Quero sublinhar que o valor político estratégico dessa iniciativa é que ela aponta, mas estamos muito longe desse objetivo alvo, para um processo de conversão do nosso povo aos padrões de cidadania e de protagonismo necessários para assegurar a estabilidade e a irreversibilidade do Estado democrático de direito no Brasil. Seria melhor inclusive que os debates presenciais previstos para as sedes do PT na metodologia, ocorressem nas periferias, nos assentamentos rurais, nas sedes das associações ou dos sindicatos, etc, sob a liderança da Fundação Perseu Abramo.
Apontei para essa pauta em diversos artigos publicados aqui no GGN, aliás desde a posse de Dilma no seu segundo mandato. Nessa mesma ordem de ideias, construiu-se em Natal, a iniciativa precursora dessa que agenda “O Brasil que o povo quer”:  “A Carta de Natal”. Esse documento, de 2015, escrito pelos movimentos sociais organizados da cidade, se propôs a ser remédio para os desafios postos em 2013 de continuar o processo de inclusão das maiorias à contemporaneidade com um agenda concreta de propostas e métodos.
Vale lembrar que a esfíngica jornada de junho de 2013, metade expressão genuína de necessidades de aprofundamento e ampliação da democracia e metade gérmen de fascismo, também nasceu Natal. Foi aqui que ocorreu a primeira manifestação de rua pela redução dos preços dos transportes urbanos, que em lugar de apontar para “preços”, mas poucos tiveramouvidos de ouvir, apontava, na verdade, numa linguagem simbólica, para a mobilidade urbana, para a cidade amigável, para o acesso à cultura e aos bens simbólicos dos quais os transportes são meios incontornáveis.
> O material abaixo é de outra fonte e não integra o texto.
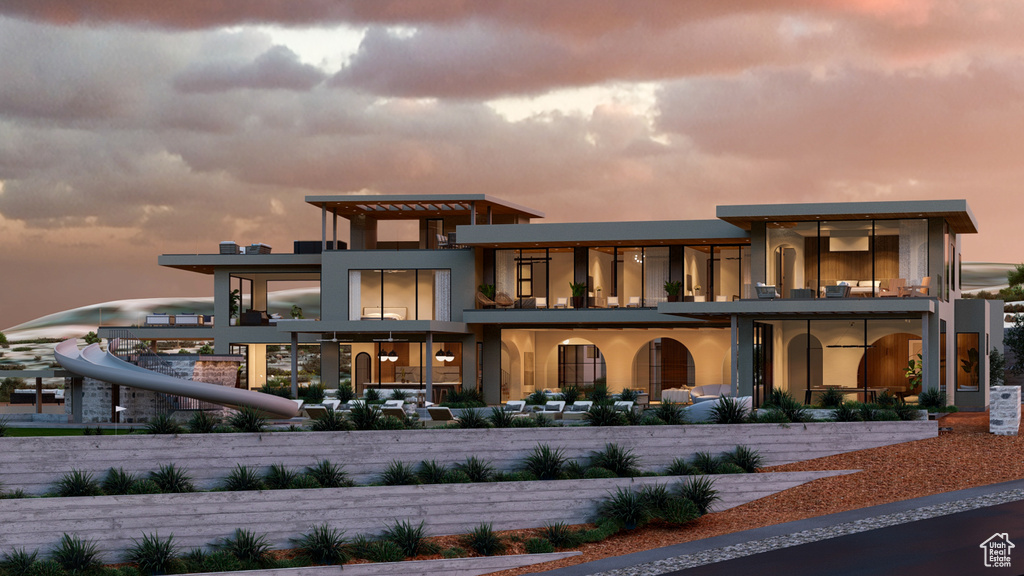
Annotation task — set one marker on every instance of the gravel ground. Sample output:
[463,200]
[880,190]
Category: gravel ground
[966,457]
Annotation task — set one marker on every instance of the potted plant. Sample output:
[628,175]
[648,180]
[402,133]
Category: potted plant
[579,293]
[236,305]
[672,288]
Tais necessidades aliás, não foram, reconheçamos, asseguradas em larga escala ao nosso povo, concomitantemente à luta exitosa contra a fome e a miséria.
Essa linguagem que exprime necessidades que vão além da fome e da miséria, se for bem interpretada nos ajudará a encontrar o caminho que o povo aponta de necessidades não atendidas. O problema aí é que o povo privado historicamente  da cultura e da experiência de vida liberta, não consegue exprimir claramente o que lhe faz falta, e isso comumente emerge como “vinte centavos” em lugar de mobilidade urbana e cidade amigável. O processo de participação popular nas discussões deverá, portanto, ser acompanhado de uma escuta amorosa para a sua devida decodificação para a política. Ou poderá gerar um diálogo de surdos.
É preciso, se entendermos bem o seu alcance, dar máxima prioridade à iniciativa da Fundação Perseu Abramo e do PT, e acrescento porque são frutos da mesma árvore, também à inciativa anterior da Frente Povo Sem Medo. Enfrentamos na atual quadra da conjuntura nacional o fascismo e esse fascismo nasceu gêmeo de outro gêmeo sedento de necessidades sociais não atendidas.
Há uma energética aí. Temos que alimentar e dar vida ao gêmeo que aponta para a cidadania e para um novo protagonismo das maiorias, única força capaz de estabilizar o Estado democrático de direito, de tornar a nossa democracia irreversível e de nos permitir continuar avançando. Ou teremos êxito nisto ou dias difíceis nos esperam. De fato, é um gêmeo ou o outro!
 “O Brasil que o Povo quer” não é uma opção. É, se tivermos sorte, foco e trabalho, a decifração, já tardia, do enigma da esfinge que nos livrará do fascismo e nos permitirá avançar rumo a uma sociedade que não somente terá resolvido a fome e a miséria, mas conseguirá ao mesmo tempo que constrói vida digna para todos, fomentar a politização e o protagonismo das maiorias.